İslam tarihimizde malumunuz olduğu üzere bir
Salebe vakası vardır. Salebe asrı saadetin güzide bir ashabıydı. Mescide düzenli gider ve “ mescid
güvercini” lakabıyla efendimiz aleyhisselatu vesselam tarafından
şereflendirilmişti. Öyle muttaki bir zat idi ki kızgın kum ve taşların üzerinde
bile çokça namaz kıldığından alnı nasır tutmuştu. Bir ara Resuli ekrem
aleyhisselatu vesselama içerisinde bulunduğu fakirlikten kurtulması için dua
talebinde bulunmuştu. Efendimiz içerisinde bulunduğu halin kendisi için daha
hayırlı olduğunu belirtip şükrünü eda edeceği az malın şükrünü eda edemeyeceği
çok mala tercih etmesini her ne kadar istemişse de Salebe zengin olma hususunu
ısrarla efendimize iletip kendisine dua etmesini ısrarla istedi. Efendimiz
Salebenin ısrareları karşısında “ Allah’ım Salebe’ye mal nasip eyle” diye duada
bulundu. Bunun üzerine Salebe hayvancılığa başladı. Epey koyunu oldu. Çokça
zengin olunca mescide gitmemeye başladı. Efendimiz bunu duyunca “Salebeye
yazık oldu” buyurdu. Sonraları ne mi oldu. Salebe zekatını bile vermemeye
başladı. Bunun üzerine efendimiz “ Salebe’ye yazıklar olsun” dedi.
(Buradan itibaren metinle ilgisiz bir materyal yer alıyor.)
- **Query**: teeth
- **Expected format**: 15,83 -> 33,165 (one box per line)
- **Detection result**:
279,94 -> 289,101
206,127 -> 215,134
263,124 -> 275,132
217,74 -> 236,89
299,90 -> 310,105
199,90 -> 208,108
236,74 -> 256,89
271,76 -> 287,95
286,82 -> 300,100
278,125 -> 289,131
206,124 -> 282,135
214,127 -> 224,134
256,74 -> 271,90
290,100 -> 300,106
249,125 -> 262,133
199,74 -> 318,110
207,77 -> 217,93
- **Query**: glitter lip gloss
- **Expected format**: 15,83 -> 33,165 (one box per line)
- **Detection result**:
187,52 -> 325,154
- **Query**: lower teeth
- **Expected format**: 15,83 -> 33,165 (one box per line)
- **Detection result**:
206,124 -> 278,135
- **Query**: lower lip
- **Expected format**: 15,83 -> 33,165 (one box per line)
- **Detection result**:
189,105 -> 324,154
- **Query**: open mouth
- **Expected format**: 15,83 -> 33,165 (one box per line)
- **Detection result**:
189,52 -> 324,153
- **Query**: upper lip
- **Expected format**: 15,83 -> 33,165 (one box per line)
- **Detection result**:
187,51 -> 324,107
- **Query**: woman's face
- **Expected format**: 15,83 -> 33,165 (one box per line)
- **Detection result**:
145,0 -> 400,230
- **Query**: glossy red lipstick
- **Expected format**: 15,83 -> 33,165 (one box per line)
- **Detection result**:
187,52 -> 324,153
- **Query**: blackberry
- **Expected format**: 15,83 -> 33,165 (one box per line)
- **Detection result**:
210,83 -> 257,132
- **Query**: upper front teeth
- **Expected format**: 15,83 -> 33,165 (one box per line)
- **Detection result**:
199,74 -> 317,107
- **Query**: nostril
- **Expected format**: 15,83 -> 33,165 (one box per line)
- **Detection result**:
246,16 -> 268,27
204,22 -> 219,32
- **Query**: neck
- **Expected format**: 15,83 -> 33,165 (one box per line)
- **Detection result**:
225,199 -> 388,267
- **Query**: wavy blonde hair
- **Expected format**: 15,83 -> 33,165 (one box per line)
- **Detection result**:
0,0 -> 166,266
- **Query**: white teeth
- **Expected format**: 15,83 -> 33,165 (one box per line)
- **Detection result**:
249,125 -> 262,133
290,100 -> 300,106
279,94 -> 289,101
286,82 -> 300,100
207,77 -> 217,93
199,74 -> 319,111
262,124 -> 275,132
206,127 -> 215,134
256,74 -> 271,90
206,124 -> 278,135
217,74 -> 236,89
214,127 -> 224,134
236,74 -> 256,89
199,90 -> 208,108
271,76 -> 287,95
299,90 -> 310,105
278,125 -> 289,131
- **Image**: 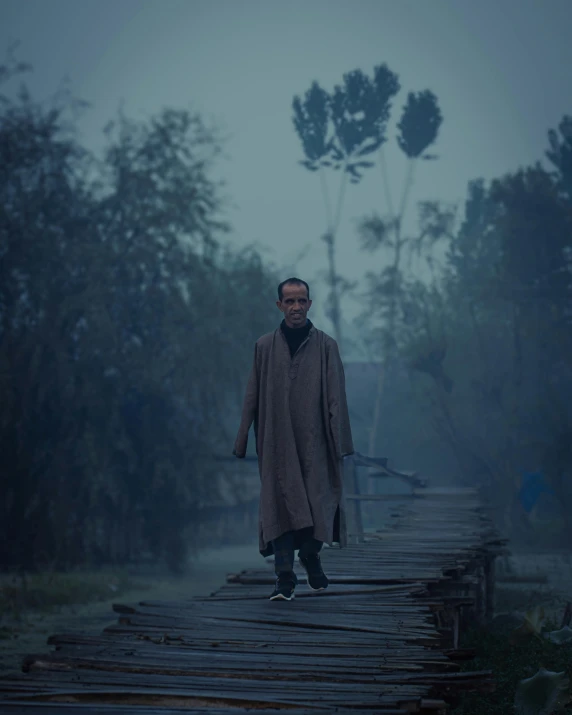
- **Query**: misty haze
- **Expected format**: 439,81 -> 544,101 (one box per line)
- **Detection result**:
0,0 -> 572,715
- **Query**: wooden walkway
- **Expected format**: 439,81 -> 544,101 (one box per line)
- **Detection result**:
0,489 -> 505,715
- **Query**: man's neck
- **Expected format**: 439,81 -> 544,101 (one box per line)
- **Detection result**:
284,318 -> 310,330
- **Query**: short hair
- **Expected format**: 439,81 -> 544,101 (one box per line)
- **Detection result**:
278,278 -> 310,301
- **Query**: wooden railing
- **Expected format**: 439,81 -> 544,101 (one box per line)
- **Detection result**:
344,452 -> 427,543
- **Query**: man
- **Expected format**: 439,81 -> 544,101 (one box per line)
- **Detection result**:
233,278 -> 354,601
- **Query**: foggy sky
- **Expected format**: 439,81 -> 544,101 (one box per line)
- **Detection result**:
0,0 -> 572,352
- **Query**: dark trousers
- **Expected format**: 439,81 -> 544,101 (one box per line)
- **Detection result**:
272,531 -> 323,575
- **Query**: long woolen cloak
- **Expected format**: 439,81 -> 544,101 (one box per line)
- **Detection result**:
234,326 -> 354,556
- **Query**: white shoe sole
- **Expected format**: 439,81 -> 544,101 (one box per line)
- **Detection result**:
268,593 -> 296,601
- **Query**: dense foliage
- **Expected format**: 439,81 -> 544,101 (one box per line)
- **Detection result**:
362,117 -> 572,541
0,60 -> 278,568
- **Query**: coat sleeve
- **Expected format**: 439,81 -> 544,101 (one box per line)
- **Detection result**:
233,345 -> 260,457
326,340 -> 354,459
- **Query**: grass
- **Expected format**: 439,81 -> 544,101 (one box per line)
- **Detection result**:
451,589 -> 572,715
0,570 -> 142,624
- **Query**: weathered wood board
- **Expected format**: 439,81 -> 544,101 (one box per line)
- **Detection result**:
0,489 -> 504,715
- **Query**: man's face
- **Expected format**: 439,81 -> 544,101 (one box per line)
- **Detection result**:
276,283 -> 312,328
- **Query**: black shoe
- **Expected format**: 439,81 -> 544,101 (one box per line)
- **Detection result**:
298,554 -> 330,591
270,572 -> 298,601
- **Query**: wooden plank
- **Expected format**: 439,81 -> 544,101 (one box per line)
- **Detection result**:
0,484 -> 504,715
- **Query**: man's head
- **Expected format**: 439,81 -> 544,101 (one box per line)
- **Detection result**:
276,278 -> 312,328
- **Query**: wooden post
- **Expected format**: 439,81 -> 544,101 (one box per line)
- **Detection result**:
485,553 -> 496,623
344,456 -> 363,544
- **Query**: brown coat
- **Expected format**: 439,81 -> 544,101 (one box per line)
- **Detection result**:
234,326 -> 354,556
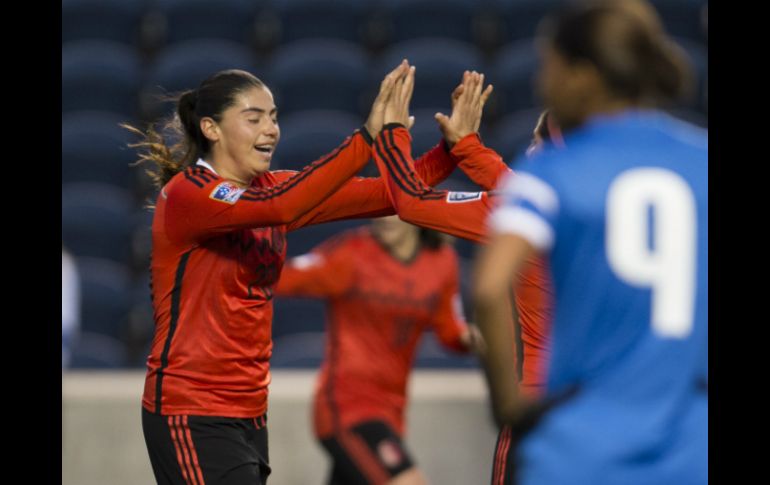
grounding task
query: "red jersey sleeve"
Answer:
[275,233,353,298]
[284,140,460,231]
[431,248,469,352]
[451,133,511,190]
[161,131,371,242]
[373,124,493,242]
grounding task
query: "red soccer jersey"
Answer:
[374,125,553,394]
[276,228,467,438]
[142,132,468,417]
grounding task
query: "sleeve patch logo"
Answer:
[209,182,246,204]
[446,192,481,204]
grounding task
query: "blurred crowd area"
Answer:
[62,0,708,368]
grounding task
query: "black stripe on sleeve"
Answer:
[241,137,353,202]
[375,129,446,200]
[359,125,374,146]
[155,249,193,414]
[184,170,203,188]
[193,167,216,182]
[387,129,446,199]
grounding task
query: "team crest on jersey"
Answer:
[446,192,481,204]
[209,182,246,204]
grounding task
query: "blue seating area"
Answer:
[62,0,708,368]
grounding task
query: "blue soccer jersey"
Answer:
[490,110,708,485]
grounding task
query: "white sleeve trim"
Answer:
[503,172,559,214]
[489,207,554,251]
[289,253,324,270]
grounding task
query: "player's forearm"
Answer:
[450,133,511,190]
[475,293,521,425]
[414,139,459,187]
[373,126,490,241]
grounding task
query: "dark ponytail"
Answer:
[121,69,265,188]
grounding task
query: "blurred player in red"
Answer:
[374,68,563,485]
[123,62,496,485]
[276,216,478,485]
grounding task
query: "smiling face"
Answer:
[201,87,281,185]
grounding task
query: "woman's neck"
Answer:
[388,236,420,263]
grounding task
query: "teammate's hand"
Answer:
[385,66,415,128]
[364,60,409,138]
[435,71,494,148]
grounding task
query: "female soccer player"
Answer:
[124,62,486,484]
[474,1,708,485]
[276,216,478,485]
[366,65,564,485]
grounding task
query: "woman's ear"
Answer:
[201,116,220,142]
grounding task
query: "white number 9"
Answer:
[606,168,697,338]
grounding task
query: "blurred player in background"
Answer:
[276,216,478,485]
[474,0,708,485]
[122,62,488,484]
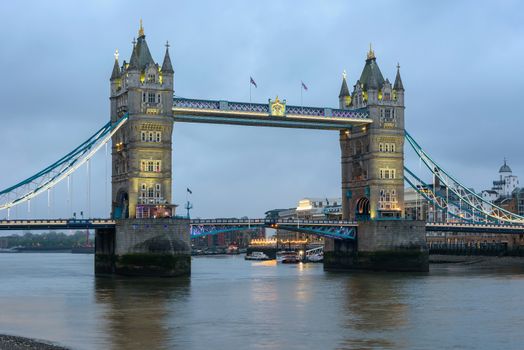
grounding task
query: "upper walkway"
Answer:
[173,97,373,130]
[0,218,524,234]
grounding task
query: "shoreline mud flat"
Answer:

Bundan sonra zekatını almayı yasakladı eshaba. Salebe’nin sonunu merak edenlere
son bir bilgi. Maalesef beslemiş olduğu hayvanlarının dışkısı içerisinde ölü
bulundu.
İşte ey müslümanlar ve ey müslüman
tüccarlar! Bizim de sonumuzun Salebe gibi olmasını istremiyorsak çok fazla mal
sahibi olmayı ısrarla istemeyelim. Eğer helalinden Rabbülalemin bize bol rızık
verirse bu malın zekat ve infakını zamanında fazlasıyla verelim. Malımıza haram
ve hile karıştırmayalım. Elimizin altındaki işçilerin hak ve hukukuna peygamber
ahlakıyla riayet edelim. Dünya hayatının birkaç günden ibaret olduğu bilinç ve
şuuruyla böbürlenmeyelim. Büyüklüğün mal ve mülk sahibi olmak ile değil de takva
ile olduğunu aklımızdan asla çıkarmayalım. Dünya bizi zenginlik ile
şımartmasın. Dünya malı bizi değiştirmesin. Eğer zengin olmuşsak biz mal ve
mülk ile dünya hayatımızı hayır ve hasenatlar yaparak daha da ıslah eyleyelim. Mal ve mülk çokluğuyla ahlakımız bozulacak
kadar basit olmayalım.
Para, mal ve mülk ile değişip bozulanlardan
değil de, az dahi olsa elindekinin şükrüne eda edenlerden olma temenni ve
dualarımla… Fi emanillah…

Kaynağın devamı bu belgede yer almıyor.